Elephant photographers

Filmmaker John Downer turned a bunch o elephants into walking cameras and used them to capture scenes of the jungle:

He fixed webcams to four elephants. One carried a "trunk-cam" - a device resembling a huge log concealing a camera which could be held in its trunk and dangled close to the ground.

Another had a "tusk-cam" hooked over its tusk. The elephants moved so steadily that the images are pin-sharp. Other log-cams were left on the forest floor.

The high-definition cameras were created by inventor Geoff Bell for a documentary in the remote Pench National Park in Madhya Pradesh in the heart of India.

Link (Thanks, Marilyn!)


  1. I can’t wait for the inevitable BB story about how an elephant taking photographs for distribution under a Creative Commons ShareAlike license gets hassled by a mall security guard.

  2. This footage is featured in the BBC documentary series: Tiger – Spy in the Jungle. It looks like we’ve already missed episode one, but episode 2 and 3 are on iPlayer right now, and the first, at least, seems to download using the ruby version of “iplayer-dl”, I haven’t tried the strawp version, i will for the second one.
    More later..

  3. as cool as this is, i was greatly disappointed by the size of the camera.

    also, shouldn’t it be “© elephant” at the bottom? i dont take credit for photos people take on my cameras…

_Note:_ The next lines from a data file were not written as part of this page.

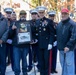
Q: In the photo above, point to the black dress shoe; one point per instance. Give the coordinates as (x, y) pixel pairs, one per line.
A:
(29, 69)
(55, 71)
(52, 72)
(25, 74)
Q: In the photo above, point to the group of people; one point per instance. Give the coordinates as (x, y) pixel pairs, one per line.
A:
(46, 36)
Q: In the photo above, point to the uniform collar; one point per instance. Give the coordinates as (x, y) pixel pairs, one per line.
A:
(42, 19)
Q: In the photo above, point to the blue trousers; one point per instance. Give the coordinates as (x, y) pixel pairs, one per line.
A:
(2, 59)
(54, 58)
(75, 60)
(67, 64)
(20, 53)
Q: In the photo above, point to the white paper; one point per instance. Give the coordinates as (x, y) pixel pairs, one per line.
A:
(24, 37)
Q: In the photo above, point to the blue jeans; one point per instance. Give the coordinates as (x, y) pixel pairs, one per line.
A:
(18, 54)
(67, 64)
(2, 59)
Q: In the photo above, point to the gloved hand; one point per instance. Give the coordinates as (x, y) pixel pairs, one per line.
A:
(9, 41)
(49, 46)
(55, 43)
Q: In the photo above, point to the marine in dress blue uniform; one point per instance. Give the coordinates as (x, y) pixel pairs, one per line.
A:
(51, 15)
(33, 51)
(45, 30)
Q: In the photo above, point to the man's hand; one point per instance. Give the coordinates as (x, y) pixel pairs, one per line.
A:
(14, 27)
(66, 49)
(1, 41)
(49, 47)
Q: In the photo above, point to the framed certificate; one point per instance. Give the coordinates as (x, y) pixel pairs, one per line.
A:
(24, 32)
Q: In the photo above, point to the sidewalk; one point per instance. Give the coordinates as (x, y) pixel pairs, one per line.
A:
(10, 72)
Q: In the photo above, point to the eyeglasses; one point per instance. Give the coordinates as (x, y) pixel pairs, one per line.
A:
(41, 12)
(22, 13)
(64, 13)
(51, 15)
(34, 13)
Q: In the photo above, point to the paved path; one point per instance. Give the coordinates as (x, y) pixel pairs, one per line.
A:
(10, 72)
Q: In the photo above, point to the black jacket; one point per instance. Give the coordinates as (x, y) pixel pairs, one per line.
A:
(13, 35)
(66, 34)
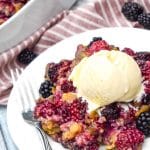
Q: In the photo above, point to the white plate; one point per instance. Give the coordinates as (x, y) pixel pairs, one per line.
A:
(24, 135)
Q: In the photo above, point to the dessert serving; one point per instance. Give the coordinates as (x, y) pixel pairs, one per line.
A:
(9, 7)
(100, 98)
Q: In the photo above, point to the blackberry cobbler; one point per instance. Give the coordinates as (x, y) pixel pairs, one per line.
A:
(66, 118)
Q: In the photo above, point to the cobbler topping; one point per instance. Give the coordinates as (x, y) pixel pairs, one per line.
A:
(66, 118)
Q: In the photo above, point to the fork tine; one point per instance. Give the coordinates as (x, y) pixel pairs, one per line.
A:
(13, 76)
(29, 94)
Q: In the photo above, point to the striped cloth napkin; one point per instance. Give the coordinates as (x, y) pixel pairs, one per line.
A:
(98, 14)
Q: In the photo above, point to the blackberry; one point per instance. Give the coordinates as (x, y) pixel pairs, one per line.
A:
(94, 40)
(144, 20)
(53, 73)
(142, 56)
(132, 10)
(67, 86)
(26, 56)
(111, 112)
(146, 99)
(46, 89)
(143, 123)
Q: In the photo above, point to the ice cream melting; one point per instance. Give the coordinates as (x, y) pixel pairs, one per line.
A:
(107, 77)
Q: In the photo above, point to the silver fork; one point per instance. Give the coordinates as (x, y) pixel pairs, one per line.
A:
(27, 112)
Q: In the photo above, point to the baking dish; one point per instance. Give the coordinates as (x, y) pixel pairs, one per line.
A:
(28, 19)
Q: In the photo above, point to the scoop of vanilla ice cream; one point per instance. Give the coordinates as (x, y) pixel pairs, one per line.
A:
(107, 77)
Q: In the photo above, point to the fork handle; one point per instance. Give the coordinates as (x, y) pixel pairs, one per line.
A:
(44, 139)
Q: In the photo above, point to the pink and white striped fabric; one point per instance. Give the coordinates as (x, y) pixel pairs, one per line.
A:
(98, 14)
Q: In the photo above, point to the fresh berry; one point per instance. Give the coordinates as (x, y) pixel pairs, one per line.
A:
(142, 56)
(143, 123)
(59, 70)
(147, 87)
(129, 138)
(87, 141)
(129, 51)
(53, 72)
(98, 45)
(144, 20)
(78, 110)
(67, 86)
(46, 89)
(26, 56)
(6, 8)
(111, 112)
(132, 10)
(146, 99)
(94, 40)
(44, 109)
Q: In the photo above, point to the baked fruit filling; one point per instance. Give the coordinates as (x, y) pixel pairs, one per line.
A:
(65, 115)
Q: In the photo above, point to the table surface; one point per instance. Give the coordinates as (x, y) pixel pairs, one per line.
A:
(8, 144)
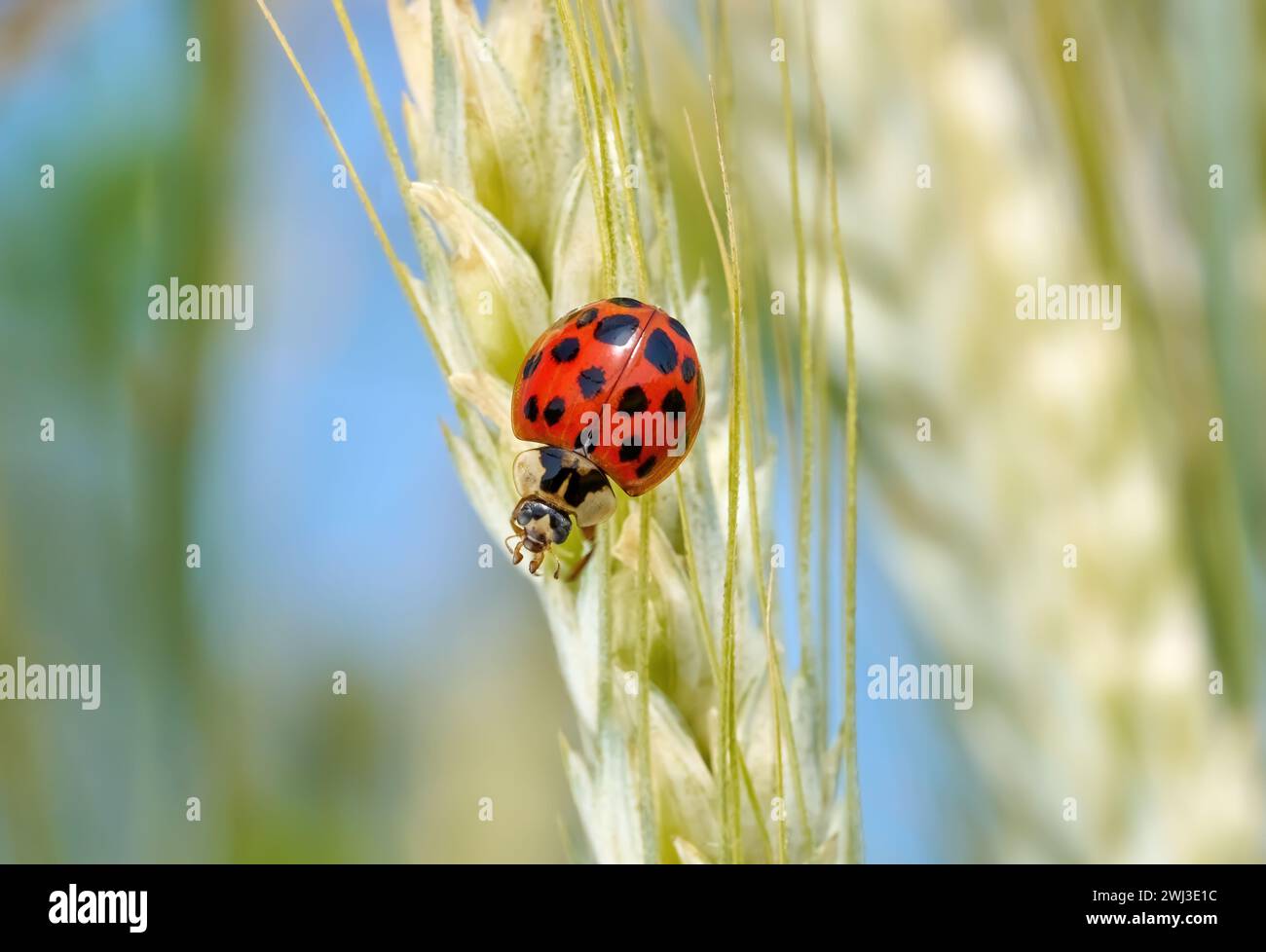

  4. OK, strawp doesn’t work, but both episodes 2 and 3 download fine, annoyingly (for non-signers) the 2nd ep is the signed version, so the picture is 15-20% smaller and there is a signer super-imposed on the right hand side.

    The 3rd looks like the original broadcast version.

  5. #9

    The most impressive stuff I’ve ever seen like this, was the WhaleCam stuff they did on Discovery, head-mounting a cam to a pod of humpback (or blue?) whale and watching them go down/down/down so deep.. it was incredible.

    I think it was “Diving With the Great Whales” by Mitsuaki Iwago, but I can’t find any reference pictures or images, so maybe not. If you haven’t seen it, check it out.

  6. I too was impressed by the technique, but I have seen better pictures from a Kodak 110. The chromatic aberration is unbelievable.

    I agree that the elephant(s) should get some credit, but according to John Downer’s site there was usually a human operating the camera from the back of another elephant nearby. Many of the shots were taken from logs the elephants dropped off and picked up later. I am not aware of any filmmakers that credit their tripods (or quadpods). Fancy rigs like Westcams or Jibs get credits and truckloads of money.

    #1) I would very much like to meet the fool who would dare tell an elephant to leave a shopping mall for any reason. I would be happy to take CC pictures of them because I am confident they would no longer be in any shape to object.

  7. Arkizzle: I remember that, it was tremendous stuff. The thing that stayed with me about it was that on the way down, the whales were chattering among themselves all the way. Then suddenly they stopped and went quiet. One of the whales moved back and put its eye right up to the camera, which was stuck to its friend’s back. It spent a few seconds looking at it, then they set off, chattering again. It was as if one of them said “What’s that on my back? Have a look, will ya?”. And all at about 300m down.